Many helicopter rides and sold-out crowds later, the Jonas brothers are starting to adjust to life as bonafide superstars. In the past year, they've opened for Miley Cyrus on her sold-out Hannah Montana tour (they also did a guest spot on her Hannah series), received their first platinum record during an appearance on The Ellen DeGeneres Show, popped up on Oprah and jammed out on Dancing with the Stars. "Ellen was the coolest experience, and Oprah was really cool," says Joe, who was also blown away by a couple of recent visits to Washington, D.C. "A high point was being at the White House with the president," he says. "He was so nice." Kevin, meanwhile, still gets goose bumps thinking about the way they spent New Year's Eve: in Times Square putting the rock in The 2008 New Year's Rockin' Eve. "It was the most unbelievable experience watching the ball drop," he says. As for Dancing, the night of the boys' appearance, "they said it was one of the loudest audiences that they've ever had," says Nick.

Of course not all the repercussions of success are positive. "None of the boys can walk through a mall now," notes their dad, Kevin. Still, having to contend with overzealous fans sure beats having no one notice you at all.

In August 2006, when the band's first album, It's About Time, came out, it had lackluster sales and half-hearted backing from the label. The Jonas Brothers asked to be released from their contract in September. Although they continued to tour, they were struggling to pay the bills. "Our savings were spent, credit cards were maxed out," recalls Kevin Sr. "We were selling T-shirts for gasoline money at every gig."

The following December the band got a second shot at the big time: Hollywood Records (the label whose roster includes Miley Cyrus and Raven-Symoné) signed them. That led to the Hannah tour, a Disney Channel deal and an invite to play at the American Music Awards. "That," Kevin Sr. says of the AMAs, "was huge." Just weeks later their album sales doubled.

And while the boys' hectic schedule—their weeks are booked with radio and TV interviews and magazine photo shoots amid the usual slate of tour dates and personal appearances—can be grueling, "the minute we get onstage and feel the fans' energy," says the younger Kevin, "we know we can get through anything."

Good thing, because the year ahead is packed with all sorts of new ventures: There's a High School Musical-style Disney Channel movie, Camp Rock, coming in June.
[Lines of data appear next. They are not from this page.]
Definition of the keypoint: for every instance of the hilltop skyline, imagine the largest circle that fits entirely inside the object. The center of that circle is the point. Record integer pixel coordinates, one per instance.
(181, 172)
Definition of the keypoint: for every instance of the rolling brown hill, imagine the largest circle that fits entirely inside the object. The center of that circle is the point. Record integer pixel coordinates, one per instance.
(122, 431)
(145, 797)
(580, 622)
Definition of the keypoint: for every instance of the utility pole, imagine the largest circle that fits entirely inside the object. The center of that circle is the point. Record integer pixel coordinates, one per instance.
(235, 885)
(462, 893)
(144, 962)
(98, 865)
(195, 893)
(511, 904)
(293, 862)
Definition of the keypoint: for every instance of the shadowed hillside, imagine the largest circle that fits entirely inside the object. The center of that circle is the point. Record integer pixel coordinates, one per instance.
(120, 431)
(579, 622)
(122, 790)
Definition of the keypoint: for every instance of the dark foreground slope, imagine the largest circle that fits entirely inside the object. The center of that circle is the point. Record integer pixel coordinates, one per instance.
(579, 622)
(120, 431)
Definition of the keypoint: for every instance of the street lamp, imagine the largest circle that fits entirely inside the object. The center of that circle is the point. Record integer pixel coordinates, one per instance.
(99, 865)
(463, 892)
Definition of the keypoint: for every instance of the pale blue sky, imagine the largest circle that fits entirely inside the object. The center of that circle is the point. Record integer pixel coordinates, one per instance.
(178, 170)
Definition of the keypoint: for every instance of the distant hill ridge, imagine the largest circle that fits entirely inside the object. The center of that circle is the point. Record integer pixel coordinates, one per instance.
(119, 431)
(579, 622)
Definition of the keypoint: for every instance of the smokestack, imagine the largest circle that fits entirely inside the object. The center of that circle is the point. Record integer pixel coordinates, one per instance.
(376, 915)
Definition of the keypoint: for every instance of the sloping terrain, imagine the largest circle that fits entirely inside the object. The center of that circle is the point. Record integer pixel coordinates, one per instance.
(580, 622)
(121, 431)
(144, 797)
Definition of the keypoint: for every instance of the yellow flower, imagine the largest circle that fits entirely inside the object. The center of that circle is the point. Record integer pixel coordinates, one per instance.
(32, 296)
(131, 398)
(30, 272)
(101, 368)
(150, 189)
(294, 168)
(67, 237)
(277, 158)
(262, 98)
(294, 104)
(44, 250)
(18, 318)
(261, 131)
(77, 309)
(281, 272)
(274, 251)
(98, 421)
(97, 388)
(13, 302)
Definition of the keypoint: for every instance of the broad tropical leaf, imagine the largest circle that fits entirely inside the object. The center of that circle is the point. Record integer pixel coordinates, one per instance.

The band's The Burning Up tour kicks off July 4, and on Aug. 12 they'll release their third album, titled A Little Bit Longer. And their day-to-day lives will be chronicled on a new Disney Channel reality show. Oh, and all three are set to star in a TV series, J.O.N.A.S.: Junior Operatives Networking as Spies, scheduled to go into production in September.

Just to remind themselves how grateful they are for all their success, before every performance the boys and their crew huddle backstage for a special ritual. "We say, 'Living the dream, living the dream,'" says Joe. "And then we clap all the way to the stage."